Now for a bit of geography - We are only 5 km from the transmitter in a straight line, however there is a huge block of granite (extinct volcano) inbetween so we generally have to bounce the signal of a nearby mountain. The antenna is underneath the veranda, so is somewhat wind protected.
Because of bouncing the signal, I would expect the frequency to change somwhat, but I think that the signal should be consistantly on one side of the main frequency or the other, not oscillating. DOes anyone have any ideas?
Thank you for any posts.
06-08-2001, 06:08 AM
You haven't mentioned what type of receiver you are using. In your position, I would supect the receiver more than the transmitter. Normal home receivers are not reliable as a frequency standard. The oscillators can wander, and generally do. If you have one with a mechanical dial, then temperature and humidity variations can change the tuning components enough that the mechanical scale is incorrect. On receivers with a digital indicator, there are several possibilities. One is that the tuning knob directly controls the receiver frequency and the display is driven by a frequency counter. In this case, temperature changes can cause the counter to be inaccurate. The other possibility is that the display is driven by a digital controller that also generates a control voltage for the oscillator. In this case, the controller shows the frequency and for some reason (heat, humidity, etc,) the oscillator doesn't hit the correct frequency, so that you have to tell the controller to generate a different frequency in order for the oscillator to hit the right one. The final possibility is that you have a PLL controlled receiver, and the reference oscillator frequency is not stable (again, heat or maybe vibration.)
Forget about the reflection causing the frequency changes. That requires either a moving source or a moving reflector, or a moving receiver. Broadcast antennas are normally pretty stable, and I can't see your mountain moving (or vibrating) to such an extreme that it could change the frequency as much as you indicated. You may also have noticed that when driving your car you don't have to retune your radio when you stop or when you speed up again.
BTW: This is how police radar guns work - they shoot radio waves at you and measure the frequency change of the reflected signal. The change is so small that they have to use some very sophisticated methods to measure it. The frequency changes you give would equate to very high speeds indeed. Thousands of miles an hour or more, I would think. My physics books are at home (posting from work) so I don't have the doppeler equations handy to figure it.
06-10-2001, 01:33 AM
Thanks for that Mort Furd,
I know that it is this particular reciever.

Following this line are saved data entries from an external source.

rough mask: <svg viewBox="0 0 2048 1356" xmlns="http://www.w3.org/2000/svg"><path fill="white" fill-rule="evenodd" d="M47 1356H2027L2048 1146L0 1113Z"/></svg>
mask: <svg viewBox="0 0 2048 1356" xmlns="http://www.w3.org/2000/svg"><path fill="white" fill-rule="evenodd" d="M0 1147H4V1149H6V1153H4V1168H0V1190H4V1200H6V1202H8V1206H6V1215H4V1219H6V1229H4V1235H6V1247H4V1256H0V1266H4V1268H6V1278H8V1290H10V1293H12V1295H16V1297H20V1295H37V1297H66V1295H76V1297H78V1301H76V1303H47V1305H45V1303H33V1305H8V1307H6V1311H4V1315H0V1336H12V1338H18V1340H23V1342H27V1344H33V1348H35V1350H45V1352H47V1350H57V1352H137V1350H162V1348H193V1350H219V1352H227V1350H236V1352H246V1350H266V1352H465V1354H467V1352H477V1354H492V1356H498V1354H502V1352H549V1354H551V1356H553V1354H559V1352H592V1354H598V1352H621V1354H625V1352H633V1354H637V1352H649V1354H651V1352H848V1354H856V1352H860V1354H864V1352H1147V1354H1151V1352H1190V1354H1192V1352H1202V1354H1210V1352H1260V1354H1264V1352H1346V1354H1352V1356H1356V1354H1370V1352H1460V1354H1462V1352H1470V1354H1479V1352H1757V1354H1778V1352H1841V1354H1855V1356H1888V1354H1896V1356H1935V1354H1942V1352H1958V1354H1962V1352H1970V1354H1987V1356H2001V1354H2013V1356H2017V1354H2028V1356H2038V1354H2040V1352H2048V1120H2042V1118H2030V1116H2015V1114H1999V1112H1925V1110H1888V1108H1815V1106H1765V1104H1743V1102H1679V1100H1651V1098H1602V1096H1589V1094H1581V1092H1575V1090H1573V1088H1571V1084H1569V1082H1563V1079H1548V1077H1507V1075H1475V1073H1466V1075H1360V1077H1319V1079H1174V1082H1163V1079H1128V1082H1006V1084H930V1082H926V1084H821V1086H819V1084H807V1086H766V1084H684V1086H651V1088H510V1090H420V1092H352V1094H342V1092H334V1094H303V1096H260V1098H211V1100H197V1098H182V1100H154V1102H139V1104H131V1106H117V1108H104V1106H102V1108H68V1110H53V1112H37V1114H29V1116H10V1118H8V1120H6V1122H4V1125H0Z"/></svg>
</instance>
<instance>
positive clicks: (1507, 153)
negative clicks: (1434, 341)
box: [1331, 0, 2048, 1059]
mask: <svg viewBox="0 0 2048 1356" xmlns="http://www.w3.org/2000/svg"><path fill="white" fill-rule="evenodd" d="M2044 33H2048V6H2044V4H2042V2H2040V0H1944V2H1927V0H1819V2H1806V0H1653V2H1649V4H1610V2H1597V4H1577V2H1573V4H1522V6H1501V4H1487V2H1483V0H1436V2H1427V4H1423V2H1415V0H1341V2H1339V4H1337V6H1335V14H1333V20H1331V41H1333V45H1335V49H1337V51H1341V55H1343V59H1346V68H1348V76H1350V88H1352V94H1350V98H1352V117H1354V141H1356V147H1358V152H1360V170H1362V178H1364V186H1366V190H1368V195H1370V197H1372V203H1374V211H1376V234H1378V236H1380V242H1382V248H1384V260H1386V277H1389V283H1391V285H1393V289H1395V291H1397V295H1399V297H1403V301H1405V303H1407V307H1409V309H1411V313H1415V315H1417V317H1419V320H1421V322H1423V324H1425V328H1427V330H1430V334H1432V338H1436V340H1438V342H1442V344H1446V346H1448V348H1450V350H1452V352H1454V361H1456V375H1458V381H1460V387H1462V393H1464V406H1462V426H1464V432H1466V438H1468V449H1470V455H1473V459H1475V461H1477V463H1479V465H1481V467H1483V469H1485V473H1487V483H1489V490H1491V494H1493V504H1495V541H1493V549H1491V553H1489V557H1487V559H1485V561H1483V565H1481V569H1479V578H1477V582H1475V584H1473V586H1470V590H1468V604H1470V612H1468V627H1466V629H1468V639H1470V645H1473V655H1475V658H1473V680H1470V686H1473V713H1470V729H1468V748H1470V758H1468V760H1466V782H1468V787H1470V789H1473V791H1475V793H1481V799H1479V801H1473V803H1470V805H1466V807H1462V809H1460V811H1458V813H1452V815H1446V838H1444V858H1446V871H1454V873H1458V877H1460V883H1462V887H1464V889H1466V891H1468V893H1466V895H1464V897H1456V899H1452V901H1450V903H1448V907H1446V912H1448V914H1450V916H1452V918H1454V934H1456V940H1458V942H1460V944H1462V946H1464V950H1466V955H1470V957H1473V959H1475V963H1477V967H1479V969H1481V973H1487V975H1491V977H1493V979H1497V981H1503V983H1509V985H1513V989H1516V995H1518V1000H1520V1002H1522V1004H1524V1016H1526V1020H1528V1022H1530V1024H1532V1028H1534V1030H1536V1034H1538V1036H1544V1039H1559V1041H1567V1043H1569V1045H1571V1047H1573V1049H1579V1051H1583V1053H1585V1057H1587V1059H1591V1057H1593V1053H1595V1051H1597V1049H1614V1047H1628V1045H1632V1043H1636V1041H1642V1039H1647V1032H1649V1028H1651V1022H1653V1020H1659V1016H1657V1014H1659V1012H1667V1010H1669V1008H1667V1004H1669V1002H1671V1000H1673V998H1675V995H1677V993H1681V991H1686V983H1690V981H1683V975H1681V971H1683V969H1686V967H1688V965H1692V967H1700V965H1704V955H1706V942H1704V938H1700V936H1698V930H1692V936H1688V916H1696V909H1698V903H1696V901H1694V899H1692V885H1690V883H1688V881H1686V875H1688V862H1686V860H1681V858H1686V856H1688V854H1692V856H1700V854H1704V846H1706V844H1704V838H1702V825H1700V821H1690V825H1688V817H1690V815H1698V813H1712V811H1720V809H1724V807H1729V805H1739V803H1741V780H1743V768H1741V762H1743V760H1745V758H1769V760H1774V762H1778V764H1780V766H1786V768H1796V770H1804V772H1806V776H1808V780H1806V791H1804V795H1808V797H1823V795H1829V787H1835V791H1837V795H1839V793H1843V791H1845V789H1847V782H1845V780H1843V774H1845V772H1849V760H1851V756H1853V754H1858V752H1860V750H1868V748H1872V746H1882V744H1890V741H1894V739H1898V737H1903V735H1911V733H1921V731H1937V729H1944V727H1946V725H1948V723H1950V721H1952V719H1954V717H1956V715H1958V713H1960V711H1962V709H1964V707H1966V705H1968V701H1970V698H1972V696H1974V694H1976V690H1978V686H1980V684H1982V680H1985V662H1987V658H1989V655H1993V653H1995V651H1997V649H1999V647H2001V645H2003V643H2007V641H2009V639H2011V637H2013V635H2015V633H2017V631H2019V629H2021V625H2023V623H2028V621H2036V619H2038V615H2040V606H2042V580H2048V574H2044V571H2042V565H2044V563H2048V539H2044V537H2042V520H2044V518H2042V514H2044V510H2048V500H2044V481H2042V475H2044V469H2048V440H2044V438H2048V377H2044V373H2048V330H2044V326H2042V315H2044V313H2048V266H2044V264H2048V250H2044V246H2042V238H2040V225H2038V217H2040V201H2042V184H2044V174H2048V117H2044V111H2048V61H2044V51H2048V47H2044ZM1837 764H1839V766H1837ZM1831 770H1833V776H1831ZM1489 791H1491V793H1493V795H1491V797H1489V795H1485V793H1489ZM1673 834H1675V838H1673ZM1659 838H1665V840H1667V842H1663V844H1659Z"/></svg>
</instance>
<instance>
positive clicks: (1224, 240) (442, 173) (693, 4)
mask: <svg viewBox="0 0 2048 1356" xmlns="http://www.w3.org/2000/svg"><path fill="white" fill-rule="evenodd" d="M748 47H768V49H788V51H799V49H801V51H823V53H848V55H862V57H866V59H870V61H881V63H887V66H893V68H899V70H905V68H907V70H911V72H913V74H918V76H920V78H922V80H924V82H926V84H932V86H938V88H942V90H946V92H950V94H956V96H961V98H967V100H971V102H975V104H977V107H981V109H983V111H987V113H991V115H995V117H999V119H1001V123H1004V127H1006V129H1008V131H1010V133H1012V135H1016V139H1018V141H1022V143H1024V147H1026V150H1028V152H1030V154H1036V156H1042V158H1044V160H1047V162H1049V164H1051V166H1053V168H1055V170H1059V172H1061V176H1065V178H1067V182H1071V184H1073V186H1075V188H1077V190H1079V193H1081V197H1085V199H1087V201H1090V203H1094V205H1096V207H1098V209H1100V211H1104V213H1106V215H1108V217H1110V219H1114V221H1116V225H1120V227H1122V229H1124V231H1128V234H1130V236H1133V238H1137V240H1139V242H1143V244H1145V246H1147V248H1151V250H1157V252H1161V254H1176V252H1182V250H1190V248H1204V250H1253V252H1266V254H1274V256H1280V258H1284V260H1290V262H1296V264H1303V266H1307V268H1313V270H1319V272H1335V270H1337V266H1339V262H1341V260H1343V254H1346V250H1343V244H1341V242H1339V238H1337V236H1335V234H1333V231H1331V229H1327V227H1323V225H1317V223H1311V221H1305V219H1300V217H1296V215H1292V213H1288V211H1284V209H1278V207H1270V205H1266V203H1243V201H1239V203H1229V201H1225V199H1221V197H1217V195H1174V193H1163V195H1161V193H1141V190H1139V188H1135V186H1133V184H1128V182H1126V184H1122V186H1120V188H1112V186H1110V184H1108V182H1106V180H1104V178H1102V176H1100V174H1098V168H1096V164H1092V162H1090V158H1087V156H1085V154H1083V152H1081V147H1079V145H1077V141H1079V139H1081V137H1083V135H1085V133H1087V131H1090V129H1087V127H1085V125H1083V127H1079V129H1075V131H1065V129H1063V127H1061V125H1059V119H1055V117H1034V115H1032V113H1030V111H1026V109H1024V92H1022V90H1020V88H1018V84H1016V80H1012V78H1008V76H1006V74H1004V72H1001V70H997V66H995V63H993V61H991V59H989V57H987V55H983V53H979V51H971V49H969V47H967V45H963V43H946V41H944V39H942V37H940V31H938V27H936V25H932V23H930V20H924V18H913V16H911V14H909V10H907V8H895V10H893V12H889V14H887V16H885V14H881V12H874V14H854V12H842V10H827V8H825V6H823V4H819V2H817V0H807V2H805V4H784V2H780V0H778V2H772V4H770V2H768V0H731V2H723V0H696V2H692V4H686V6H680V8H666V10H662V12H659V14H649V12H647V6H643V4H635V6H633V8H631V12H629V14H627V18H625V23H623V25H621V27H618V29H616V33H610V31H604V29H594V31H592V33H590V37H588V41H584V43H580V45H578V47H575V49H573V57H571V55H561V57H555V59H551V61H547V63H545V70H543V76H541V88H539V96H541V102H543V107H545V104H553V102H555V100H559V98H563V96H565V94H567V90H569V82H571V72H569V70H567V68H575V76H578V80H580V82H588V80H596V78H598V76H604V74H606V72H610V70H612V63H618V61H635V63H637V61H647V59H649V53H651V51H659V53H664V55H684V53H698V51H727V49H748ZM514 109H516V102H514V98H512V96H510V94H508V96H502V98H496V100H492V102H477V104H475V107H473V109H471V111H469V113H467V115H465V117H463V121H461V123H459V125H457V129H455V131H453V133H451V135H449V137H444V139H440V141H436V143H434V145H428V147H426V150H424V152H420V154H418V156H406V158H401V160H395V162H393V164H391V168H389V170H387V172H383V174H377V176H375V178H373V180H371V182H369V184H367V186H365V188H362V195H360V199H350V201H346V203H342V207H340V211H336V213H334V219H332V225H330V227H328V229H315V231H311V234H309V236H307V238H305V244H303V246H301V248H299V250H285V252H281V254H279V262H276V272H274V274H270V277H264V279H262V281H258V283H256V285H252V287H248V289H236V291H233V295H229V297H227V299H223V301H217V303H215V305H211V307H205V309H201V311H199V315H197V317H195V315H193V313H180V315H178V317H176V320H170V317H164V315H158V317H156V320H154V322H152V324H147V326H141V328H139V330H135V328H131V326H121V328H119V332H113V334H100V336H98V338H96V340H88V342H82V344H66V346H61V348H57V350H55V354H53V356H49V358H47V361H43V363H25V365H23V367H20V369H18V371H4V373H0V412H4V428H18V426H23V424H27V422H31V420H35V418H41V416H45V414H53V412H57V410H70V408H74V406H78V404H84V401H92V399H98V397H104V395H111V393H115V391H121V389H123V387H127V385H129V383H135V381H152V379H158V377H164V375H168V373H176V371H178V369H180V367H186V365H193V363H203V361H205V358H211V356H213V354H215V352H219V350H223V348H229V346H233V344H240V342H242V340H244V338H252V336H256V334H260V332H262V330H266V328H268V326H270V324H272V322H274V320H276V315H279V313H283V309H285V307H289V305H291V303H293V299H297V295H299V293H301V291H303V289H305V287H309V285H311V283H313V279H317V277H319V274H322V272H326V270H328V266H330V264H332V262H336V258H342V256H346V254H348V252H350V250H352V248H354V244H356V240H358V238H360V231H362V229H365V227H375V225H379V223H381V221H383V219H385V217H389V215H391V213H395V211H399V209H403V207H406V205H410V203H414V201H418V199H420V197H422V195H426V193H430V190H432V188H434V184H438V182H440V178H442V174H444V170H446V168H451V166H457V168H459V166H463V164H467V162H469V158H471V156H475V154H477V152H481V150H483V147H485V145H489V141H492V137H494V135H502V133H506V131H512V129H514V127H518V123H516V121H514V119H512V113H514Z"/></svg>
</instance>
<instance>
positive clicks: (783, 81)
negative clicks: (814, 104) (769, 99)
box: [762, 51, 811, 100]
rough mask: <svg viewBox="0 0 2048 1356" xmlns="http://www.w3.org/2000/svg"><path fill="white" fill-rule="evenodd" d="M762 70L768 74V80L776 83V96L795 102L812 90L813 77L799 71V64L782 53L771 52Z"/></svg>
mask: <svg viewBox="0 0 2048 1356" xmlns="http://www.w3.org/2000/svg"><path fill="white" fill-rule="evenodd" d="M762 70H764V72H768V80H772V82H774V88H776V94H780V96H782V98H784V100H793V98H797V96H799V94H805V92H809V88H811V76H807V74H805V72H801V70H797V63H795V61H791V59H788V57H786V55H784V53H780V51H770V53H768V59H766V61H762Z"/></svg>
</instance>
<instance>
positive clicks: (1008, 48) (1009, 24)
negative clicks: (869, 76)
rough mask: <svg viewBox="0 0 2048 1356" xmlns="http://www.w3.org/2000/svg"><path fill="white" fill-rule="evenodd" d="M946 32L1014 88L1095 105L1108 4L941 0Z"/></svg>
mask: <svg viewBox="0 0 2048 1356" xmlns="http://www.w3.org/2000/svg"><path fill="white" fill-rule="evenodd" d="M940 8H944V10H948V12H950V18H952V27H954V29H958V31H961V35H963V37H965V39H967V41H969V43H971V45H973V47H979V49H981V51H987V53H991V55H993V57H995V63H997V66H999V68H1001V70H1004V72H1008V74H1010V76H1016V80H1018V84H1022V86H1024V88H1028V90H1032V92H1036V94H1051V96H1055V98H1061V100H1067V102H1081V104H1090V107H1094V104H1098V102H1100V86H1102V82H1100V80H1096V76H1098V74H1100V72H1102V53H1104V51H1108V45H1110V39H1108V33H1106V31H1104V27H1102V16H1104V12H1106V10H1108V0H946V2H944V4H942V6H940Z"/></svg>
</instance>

We have several radios in the house, and it is only the most expensive and dedicated one that this happens to. It also has the largest antenna. Our house is climate controlled (or at least in winter like now) and so that mainly leaves the humidity affecting the circuits. It is a digital reciever and tuner with heaps of options (most of which I don't use).
So again, thanks. The reason I was asking if was the radio frequencies was because this is the most sophisticated radio we have and we can tune it to a much higher degree, so maybe the other radios aren't as sensitive. Also, it only seems to happen to the one station.
06-10-2001, 02:10 AM
The effect of speed is so slight in this situation thatit wouldn't be a problem. I would think it the fault of the feed line u are using. If u have a semi expensive setup, check the coax cable leading out, that can cause some strange problems.